– ICICI Fellow Akshay Nikam (Batch 2010-12)
I entered my hotel room on the morning of 1st Feb 2013 only to find out that my stay was arranged with 2 other mates Mr. Muhammad Helal, a native of Bangladesh working in its Education Ministry and Mr. Baswant from Pune working for CEE (Centre for Environment and Education, an autonomous body under the GOI).
We gathered to spend the next 15 days as a group to attend a CSE (Centre for Science and Environment, Delhi) bootcamp titled “Bootcamp: Where environment meets journalism”.
Not going through all the details, I will briefly touch upon the important learning’s we had and the eye opening facts we came to know:
- We were shown a documentary made by CSE titled “Faecal Attraction” that showed the status of wastewater treatment in Delhi – the problems with illegal shanties and legal buildings sprung up outside of Delhi.
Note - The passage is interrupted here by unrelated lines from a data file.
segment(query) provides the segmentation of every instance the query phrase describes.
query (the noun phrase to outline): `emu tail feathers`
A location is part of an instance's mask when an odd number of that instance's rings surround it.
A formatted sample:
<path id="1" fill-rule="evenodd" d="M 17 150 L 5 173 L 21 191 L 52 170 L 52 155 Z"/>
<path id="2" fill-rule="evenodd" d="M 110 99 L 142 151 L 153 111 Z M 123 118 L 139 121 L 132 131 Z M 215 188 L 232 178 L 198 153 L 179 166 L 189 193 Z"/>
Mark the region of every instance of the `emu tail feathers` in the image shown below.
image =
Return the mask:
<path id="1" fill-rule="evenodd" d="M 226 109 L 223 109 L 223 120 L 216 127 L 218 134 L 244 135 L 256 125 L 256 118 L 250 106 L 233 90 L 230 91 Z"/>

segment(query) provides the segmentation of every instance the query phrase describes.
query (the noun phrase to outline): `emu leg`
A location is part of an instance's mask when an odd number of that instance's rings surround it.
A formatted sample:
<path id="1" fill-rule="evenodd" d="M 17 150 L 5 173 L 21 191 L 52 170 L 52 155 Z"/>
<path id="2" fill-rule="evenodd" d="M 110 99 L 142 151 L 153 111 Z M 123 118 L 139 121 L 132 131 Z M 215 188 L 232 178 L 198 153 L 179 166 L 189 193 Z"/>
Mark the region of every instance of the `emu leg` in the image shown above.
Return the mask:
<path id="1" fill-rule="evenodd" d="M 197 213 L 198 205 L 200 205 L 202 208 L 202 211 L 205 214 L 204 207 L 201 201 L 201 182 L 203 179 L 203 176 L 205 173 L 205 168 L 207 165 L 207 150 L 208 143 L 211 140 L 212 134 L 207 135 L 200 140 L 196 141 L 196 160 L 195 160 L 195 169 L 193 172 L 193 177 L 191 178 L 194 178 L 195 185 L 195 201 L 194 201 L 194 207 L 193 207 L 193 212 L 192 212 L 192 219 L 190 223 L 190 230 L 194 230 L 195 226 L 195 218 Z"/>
We were shocked to know that only 40-50% of the wastewater gets treated the rest is dumped as it is into the Yamuna River. We saw firsthand the dire condition of the Yamuna and the decay of river eco systems.
- We visited some villages of Jaipur and Alwar districts such as Laporiya, Neemi, Thanagazi and Mandalwas to see the excellent work done on water harvesting by the communities themselves with the help of local NGO’s like Tarun Bharat Sangh and GVNML (Gram Vikas Navyuvak Mandal Laporiya). This was done through building anicuts (you can say nano dams) and Chaukas (Rectangle) where in a pit like structure is dug normally 20*5*2 feet to make the water stay in these pits which later gets percolated in the land increasing the groundwater level and moisture content of the soil. They had also kept a separate land and water body for the wild animals and local flora to flourish where no person from the village was allowed to enter.
We visited the Jal Mahal in Jaipur. In 2004 the state govt decided to revive the lake and its palace under a PPP partnership. Thereby tender was floated and it was won by Kothari builders of Jaipur. The contract was that 40 acres of land next to the lake would be given for development of commercial activities to the builders for a 99 year lease period whereby the builder had to deposit Rs. 2.52 crore each year as a lease fee to the state govt with a built in 10% increase. The objective was to have a secure funding for restoring the lake and the palace to its previous pristine beauty and maintaining it. The Kothari builders did a fantastic job of cleaning the lake and restoring the palace. But when they wanted to develop the 40 ha of land some “so called social activists” filed a PIL against the builders calling the whole process rigged. Thereby the court has put a stay on the development work and the fate of Jal Mahal is still hanging in limbo.
After getting a glimpse of the urban and rural eco systems now it was the turn of forests. We thus visited Sariska Tiger reserve in Rajasthan. The intention was to understand the forest eco systems especially the status of the villagers who were moved out of the forests. We saw core 1, 2 and 3 areas (these are based on eco system sensitivity) and some mind boggling flora and fauna. Some of the birds that we saw included Kingfisher, Pintail, Rudy shaleduck, Dabchick, common pochard, coot etc. Local trees that we identified were Peepal, Neem, Jamun, Arjun, Khejadi, Belpathi, Reetha etc.
All I can say is that this trip was one of the most memorable journeys of my life and I would like to express my heartfelt gratitude to CSE for selecting me.